As President Abbas prepares to bid for full UN membership for Palestine, the move is being strongly opposed by Israel and the US, who claim it would undermine chances of a return to peace talks.
If global politics were a sport, the United Nations would be the grand arena, and September would be opening season. Nearly 200 of the world’s most powerful and not-so-powerful players descend on New York City, gathering in one room for a week’s worth of speeches and a chance to grandstand on the international stage.
Nearly 10,000 delegates and 2,000 journalists are in town for the General Assembly debate. But in reality, there are only five countries who really matter: Russia, China, France, the USA and Britain – the permanent Security Council members with veto power.
“The real power in the United Nations resides in the Security Council and it requires a consensus among the five permanent members. And as long as one or more permanent members won’t go along with something, the UN’s ability to act is limited,” Hussein Ibish from the American Task Force on Palestine told RT.
No resolutions can succeed if opposed by any of the big five. Case in point – the current Palestinian campaign for UN membership and statehood, an initiative the US publicly supported last year.

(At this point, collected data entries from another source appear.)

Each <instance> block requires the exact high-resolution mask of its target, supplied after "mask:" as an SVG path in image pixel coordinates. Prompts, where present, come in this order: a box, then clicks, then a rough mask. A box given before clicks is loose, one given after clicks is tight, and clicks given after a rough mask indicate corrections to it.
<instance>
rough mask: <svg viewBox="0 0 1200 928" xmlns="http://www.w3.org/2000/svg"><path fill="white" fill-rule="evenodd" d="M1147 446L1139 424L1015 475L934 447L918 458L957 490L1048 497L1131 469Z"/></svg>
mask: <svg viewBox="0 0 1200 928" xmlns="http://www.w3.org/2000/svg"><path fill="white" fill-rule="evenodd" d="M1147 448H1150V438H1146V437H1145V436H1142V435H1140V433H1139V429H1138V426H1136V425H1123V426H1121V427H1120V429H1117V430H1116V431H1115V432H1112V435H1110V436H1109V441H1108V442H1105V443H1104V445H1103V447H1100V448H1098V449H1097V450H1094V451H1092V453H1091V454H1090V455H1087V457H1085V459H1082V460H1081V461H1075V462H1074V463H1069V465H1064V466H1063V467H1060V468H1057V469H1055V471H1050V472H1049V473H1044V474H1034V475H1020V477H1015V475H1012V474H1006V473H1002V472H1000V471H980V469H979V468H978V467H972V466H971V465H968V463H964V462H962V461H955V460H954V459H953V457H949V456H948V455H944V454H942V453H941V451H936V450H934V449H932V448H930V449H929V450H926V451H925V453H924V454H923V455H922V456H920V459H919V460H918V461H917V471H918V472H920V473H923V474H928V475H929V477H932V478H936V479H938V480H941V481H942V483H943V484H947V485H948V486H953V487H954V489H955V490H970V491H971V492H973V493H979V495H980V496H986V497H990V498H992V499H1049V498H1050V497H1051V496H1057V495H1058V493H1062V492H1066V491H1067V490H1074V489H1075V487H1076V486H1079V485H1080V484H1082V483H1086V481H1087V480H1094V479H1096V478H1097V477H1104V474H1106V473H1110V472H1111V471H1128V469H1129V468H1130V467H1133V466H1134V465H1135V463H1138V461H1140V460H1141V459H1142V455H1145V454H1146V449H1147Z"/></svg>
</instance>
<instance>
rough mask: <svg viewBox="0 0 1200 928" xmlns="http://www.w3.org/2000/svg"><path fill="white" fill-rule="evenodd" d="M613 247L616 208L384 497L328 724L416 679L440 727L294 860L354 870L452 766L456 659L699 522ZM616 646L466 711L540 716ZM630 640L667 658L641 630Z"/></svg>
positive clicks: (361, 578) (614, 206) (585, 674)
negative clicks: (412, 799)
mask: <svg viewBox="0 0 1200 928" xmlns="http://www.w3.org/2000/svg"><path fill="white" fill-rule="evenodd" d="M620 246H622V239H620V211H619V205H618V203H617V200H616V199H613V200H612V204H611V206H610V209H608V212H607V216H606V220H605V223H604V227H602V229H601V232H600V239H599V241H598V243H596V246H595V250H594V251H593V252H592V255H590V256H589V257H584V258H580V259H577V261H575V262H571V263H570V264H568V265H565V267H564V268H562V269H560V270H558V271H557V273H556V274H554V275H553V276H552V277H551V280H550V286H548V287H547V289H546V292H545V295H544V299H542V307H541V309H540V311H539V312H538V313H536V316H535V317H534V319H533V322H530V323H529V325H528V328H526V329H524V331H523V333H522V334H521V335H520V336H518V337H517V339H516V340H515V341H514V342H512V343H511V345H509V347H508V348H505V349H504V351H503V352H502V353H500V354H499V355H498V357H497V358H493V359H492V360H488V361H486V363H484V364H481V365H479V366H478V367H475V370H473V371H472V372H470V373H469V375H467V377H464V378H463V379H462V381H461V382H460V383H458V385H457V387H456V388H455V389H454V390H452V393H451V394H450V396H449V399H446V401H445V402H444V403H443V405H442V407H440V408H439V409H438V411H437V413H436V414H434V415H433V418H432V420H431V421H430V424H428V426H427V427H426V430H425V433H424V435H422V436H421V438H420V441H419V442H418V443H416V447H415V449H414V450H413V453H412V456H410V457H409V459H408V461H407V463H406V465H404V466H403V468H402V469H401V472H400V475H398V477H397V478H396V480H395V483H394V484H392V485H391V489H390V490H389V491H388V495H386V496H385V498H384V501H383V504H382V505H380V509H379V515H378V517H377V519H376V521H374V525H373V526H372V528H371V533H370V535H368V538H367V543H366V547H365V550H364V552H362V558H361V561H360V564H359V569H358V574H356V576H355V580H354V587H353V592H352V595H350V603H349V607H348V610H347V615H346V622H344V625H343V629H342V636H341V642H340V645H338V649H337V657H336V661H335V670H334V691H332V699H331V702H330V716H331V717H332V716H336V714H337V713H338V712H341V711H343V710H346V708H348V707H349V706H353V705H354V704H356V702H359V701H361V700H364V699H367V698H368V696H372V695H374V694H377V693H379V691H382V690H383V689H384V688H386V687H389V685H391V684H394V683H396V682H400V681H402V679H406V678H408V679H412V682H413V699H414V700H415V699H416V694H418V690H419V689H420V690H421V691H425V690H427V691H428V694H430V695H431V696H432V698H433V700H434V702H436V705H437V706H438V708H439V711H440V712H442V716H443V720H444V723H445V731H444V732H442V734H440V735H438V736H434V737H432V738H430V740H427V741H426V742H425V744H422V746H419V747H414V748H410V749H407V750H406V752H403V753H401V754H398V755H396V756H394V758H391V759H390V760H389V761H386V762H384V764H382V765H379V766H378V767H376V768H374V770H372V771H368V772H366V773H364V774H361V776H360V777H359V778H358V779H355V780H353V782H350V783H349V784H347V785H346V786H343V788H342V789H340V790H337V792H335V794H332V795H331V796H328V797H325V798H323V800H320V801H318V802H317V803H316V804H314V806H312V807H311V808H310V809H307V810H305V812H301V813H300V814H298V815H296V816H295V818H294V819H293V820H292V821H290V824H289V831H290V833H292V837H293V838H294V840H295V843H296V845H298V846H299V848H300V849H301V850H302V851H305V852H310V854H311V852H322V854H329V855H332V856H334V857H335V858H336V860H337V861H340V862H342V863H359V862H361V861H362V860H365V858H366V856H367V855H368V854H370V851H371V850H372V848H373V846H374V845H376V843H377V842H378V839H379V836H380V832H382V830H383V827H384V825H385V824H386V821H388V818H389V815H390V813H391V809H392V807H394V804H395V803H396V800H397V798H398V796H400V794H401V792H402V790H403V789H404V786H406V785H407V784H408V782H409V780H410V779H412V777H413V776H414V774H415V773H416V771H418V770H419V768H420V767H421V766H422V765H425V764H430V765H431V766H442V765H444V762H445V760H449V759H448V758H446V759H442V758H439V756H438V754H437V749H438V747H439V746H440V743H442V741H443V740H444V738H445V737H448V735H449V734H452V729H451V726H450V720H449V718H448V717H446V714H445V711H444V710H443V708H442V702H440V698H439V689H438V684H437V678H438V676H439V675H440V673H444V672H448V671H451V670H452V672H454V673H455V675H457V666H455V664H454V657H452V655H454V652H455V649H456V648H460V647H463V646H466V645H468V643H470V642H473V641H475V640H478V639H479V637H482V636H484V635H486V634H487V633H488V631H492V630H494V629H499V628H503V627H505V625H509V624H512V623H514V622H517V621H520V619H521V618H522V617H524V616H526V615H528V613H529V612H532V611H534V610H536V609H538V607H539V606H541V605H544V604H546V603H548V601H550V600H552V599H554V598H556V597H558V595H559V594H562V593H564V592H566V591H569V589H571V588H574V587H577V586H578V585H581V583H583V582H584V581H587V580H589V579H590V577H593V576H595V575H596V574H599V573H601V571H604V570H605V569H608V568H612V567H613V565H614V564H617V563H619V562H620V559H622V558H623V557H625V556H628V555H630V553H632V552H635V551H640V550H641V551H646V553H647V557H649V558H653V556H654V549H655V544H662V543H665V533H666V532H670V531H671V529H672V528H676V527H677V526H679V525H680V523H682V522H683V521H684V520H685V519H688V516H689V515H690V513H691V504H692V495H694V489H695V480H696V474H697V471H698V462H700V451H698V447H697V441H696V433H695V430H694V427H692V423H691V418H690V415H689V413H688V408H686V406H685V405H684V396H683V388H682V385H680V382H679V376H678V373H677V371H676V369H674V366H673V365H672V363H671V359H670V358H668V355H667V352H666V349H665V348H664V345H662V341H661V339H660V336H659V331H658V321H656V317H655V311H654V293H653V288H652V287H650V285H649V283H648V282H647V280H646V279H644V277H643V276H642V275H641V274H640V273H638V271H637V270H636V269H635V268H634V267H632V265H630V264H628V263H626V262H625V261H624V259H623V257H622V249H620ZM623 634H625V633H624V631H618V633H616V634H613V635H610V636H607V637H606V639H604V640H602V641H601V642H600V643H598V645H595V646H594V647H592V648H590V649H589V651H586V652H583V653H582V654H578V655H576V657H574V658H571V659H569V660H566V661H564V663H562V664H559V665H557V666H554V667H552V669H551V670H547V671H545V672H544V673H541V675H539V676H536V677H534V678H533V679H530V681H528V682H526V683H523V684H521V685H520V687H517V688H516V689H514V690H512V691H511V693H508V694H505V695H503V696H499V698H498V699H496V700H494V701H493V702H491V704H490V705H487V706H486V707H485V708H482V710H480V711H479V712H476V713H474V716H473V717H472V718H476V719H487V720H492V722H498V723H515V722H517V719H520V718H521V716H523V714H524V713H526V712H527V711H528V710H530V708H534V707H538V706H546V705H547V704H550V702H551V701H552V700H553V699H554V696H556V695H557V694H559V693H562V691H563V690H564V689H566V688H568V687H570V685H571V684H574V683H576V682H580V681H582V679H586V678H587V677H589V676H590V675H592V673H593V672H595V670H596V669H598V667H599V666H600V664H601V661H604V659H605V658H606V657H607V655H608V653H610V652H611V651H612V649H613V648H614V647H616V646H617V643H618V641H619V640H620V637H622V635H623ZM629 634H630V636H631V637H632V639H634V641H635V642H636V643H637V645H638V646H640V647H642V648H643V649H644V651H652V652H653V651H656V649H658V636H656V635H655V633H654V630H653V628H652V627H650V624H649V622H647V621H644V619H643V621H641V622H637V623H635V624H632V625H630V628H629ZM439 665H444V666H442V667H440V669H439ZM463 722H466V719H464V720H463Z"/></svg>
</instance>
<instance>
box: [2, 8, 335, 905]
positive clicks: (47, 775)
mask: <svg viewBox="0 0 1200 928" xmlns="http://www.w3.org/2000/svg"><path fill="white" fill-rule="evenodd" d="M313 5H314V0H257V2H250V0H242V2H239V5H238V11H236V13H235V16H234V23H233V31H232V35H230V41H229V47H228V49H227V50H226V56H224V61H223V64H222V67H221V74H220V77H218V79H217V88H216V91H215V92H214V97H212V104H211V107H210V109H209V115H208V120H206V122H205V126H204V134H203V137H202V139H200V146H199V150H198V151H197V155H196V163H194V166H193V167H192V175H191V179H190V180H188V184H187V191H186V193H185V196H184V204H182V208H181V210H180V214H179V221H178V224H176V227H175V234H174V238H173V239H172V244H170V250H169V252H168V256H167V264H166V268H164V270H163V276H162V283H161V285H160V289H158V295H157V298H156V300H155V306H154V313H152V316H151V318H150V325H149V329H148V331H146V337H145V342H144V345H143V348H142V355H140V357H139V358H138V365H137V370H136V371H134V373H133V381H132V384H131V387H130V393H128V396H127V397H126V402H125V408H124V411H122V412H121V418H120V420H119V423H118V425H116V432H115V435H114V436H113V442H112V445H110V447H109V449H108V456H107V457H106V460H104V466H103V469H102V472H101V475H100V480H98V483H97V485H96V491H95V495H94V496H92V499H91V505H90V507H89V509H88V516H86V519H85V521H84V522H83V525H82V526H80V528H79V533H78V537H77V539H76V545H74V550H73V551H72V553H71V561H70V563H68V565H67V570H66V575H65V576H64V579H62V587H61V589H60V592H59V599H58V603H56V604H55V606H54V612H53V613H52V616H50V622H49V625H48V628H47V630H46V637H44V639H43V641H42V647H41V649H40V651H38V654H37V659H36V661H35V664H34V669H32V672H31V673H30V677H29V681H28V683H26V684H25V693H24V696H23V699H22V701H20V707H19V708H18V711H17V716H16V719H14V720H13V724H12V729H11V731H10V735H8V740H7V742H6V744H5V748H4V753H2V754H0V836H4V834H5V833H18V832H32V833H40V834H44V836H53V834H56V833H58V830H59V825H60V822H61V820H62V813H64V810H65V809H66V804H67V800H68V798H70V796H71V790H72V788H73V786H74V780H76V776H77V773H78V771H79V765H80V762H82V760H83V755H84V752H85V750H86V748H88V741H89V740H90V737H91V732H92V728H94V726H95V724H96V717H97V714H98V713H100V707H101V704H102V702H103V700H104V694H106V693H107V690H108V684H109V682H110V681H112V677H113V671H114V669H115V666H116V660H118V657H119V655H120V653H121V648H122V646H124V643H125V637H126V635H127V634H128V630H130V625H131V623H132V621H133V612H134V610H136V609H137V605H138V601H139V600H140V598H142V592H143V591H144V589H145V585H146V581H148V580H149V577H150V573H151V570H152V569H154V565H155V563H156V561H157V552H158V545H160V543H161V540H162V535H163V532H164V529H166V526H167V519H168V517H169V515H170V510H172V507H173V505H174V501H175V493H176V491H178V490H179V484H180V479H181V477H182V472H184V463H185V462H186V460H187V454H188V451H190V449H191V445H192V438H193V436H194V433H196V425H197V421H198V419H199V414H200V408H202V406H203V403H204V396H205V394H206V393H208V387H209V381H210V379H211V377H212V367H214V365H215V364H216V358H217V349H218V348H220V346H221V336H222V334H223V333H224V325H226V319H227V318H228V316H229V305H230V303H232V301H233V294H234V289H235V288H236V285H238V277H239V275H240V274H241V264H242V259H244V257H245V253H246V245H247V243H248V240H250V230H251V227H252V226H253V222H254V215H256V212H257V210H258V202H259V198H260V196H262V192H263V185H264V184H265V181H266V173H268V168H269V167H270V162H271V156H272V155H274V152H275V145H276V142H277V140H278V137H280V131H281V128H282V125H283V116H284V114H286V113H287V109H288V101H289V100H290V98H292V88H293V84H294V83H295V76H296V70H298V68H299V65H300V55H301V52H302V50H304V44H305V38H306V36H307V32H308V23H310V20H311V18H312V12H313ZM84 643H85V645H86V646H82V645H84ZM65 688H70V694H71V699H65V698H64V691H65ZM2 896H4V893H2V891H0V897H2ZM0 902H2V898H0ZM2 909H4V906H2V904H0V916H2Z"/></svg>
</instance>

“When we come back here next year, we can have an agreement that will lead to a new member of the United Nations – an independent, sovereign state of Palestine living in peace with Israel,” stated president Obama in 2010.
But this year it is the opposite, with Washington saying it will veto Palestinian membership of the UN, and warning of additional collateral damage.
“One of the things that I hope the Palestinian leadership is considering is the day after. What will happen when after whatever show we have in the United Nations is done, what will change in the real world for the Palestinian people. The answer is nothing, sadly,” said US ambassador to the UN, Susan Rice.
Ironically, the majority of the General Assembly supports Palestinian UN membership. The assembly alone, with two-thirds majority, can award nonmember observer status to the Palestinians, like the Vatican enjoys. And it does not need Security Council approval to do so. So no-one can veto this decision.
Some believe, however, the UN is the wrong forum for resolving major international disputes.
“It is a very dysfunctional situation and actually the UN really is not the venue for this,” maintains City Press journalist Matthew Lee. “The UN only gets the hype aspects of these fights and deals with them pretty badly. The Israeli- Palestinian problem at the UN is mostly theater, and this is just one particularly freakish example of it,” says Lee.
This global gathering attracts the security, crowds, and media madness of a sports championship. But when it comes to practical outcomes, scoring more than a symbolic victory could be unlikely.
“Even if there is a permanent member or two or three who believe that Palestine should not be a member of the UN, they want it on record that the vast majority of the world do believe it’s time,” Doug Hostetter, a co-chair of the NGO Working Group On Israel and Palestine, told RT.
The annual UN gathering always delivers highlights, headlines, bells and whistles. Many wonder if this superbowl of diplomatic strategy leads to anything more than the event itself.